Current approaches to reconstructing past climate by using tree-ring data need to be improved on so that they can better take uncertainty into account, new University of Otago-led suggests.

Dr Matthew Schofield

Tree growth rings are commonly used as climate proxies because they can be well-dated and the width of each ring is influenced by the climatic conditions of the year it grew in.

In a paper appearing in the Journal of the American Statistical Association, statistics and tree ring researchers from Otago, the US and UK examined the statistical methods and procedures commonly used to reconstruct historic climate variables from tree-ring data.

The research was led by Dr Matthew Schofield of Otago's Department of Mathematics and Statistics. His co-authors on the paper are departmental colleague Professor Richard Barker, Professor Andrew Gelman of Columbia University, Director of the Tree Ring Lab at Columbia Professor Ed Cook, and Emeritus Professor Keith Briffa of the University of East Anglia, UK.

Dr Schofield says that their approach was to explore two areas where currently used approaches may not adequately account for these uncertainties. The first area involves the pre-processing of tree-ring data to remove non-climate related factors believed to be largely unrelated to climate effects on tree growth. Such factors include tree age, as the older a tree gets the less wide its rings tend to grow.

“This is convenient to do and the resulting tree-ring ‘chronologies’ are treated as relating to only the climate variables of interest. However, it assumes perfect removal of the non-climatic effects from the tree-ring data and ignores any uncertainty in removing this information,” Dr Schofield says.

The second area of uncertainty the researchers studied involves the particular modelling assumptions used in order to reconstruct climate from tree rings.
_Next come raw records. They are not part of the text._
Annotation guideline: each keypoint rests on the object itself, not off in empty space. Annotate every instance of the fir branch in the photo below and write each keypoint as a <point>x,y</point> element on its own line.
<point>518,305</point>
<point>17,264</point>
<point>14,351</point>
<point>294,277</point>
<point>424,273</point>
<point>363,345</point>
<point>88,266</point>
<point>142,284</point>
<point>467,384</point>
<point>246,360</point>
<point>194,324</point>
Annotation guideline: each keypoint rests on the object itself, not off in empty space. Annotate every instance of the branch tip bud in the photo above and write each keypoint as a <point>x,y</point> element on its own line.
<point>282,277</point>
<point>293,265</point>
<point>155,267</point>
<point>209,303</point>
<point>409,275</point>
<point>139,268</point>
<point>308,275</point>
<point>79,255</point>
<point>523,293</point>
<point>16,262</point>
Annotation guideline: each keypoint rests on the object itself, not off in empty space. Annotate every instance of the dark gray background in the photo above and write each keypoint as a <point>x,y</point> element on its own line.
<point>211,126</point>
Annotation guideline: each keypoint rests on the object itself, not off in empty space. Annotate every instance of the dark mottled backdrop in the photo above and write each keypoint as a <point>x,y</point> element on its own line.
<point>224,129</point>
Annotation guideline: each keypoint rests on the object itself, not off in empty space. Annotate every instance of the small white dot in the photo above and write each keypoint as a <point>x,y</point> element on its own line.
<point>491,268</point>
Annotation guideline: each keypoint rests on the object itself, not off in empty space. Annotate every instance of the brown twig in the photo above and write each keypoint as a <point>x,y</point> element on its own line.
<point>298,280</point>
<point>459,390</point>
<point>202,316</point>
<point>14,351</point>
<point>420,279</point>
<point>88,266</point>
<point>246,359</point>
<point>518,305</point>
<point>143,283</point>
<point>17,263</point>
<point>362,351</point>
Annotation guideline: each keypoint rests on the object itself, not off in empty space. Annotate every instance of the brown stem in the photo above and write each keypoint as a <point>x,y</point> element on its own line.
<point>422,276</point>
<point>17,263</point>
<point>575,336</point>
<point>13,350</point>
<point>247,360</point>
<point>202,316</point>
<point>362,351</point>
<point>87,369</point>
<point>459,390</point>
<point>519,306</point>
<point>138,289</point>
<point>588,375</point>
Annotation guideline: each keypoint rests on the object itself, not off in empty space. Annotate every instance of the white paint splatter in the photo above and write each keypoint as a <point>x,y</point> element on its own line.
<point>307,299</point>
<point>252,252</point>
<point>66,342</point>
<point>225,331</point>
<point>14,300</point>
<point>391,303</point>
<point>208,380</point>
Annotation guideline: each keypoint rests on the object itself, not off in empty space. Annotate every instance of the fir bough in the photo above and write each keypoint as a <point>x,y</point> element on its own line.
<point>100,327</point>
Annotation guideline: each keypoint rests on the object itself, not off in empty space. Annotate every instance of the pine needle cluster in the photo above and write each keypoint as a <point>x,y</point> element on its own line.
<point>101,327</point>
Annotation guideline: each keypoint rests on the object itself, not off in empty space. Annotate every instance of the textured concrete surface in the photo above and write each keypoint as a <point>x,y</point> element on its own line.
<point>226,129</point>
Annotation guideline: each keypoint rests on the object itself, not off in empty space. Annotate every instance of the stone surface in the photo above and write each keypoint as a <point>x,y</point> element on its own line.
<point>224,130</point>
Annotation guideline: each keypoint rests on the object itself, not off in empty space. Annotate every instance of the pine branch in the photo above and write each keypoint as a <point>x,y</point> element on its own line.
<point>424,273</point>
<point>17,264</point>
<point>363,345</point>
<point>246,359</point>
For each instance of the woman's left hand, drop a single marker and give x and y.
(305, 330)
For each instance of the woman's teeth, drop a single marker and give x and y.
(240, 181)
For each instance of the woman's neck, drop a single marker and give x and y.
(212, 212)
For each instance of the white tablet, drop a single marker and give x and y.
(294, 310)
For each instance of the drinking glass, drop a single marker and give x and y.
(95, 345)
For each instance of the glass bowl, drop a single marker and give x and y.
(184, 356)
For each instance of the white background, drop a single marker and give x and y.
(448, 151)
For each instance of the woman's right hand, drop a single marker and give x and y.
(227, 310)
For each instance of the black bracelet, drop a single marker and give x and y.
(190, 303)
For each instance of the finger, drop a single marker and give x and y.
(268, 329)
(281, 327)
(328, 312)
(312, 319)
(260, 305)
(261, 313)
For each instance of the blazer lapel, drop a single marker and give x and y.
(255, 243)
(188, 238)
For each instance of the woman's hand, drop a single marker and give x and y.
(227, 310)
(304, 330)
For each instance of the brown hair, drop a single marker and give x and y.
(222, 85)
Many of the assumptions are default choices, often chosen for convenience or manageability.

“This has made it difficult to evaluate how sensitive reconstructions are to alternate modelling assumptions,” he says.

To test this sensitivity, the researchers developed a unified statistical modelling approach using Bayesian inference that simultaneously accounts for non-climatic and climatic variability.

The team reconstructed summer temperature in Northern Sweden between 1496 and 1912 from ring measurements of 121 Scots Pine trees.

They found that competing models fit the Scots Pine data equally well but still led to substantially different predictions of historical temperature due to the differing assumptions underlying each model.

While the periods of relatively warmer and cooler temperatures were robust between models, the magnitude of the resulting temperatures was highly dependent on the model being used.

This suggests that there is less certainty than implied by a reconstruction developed using any one set of assumptions.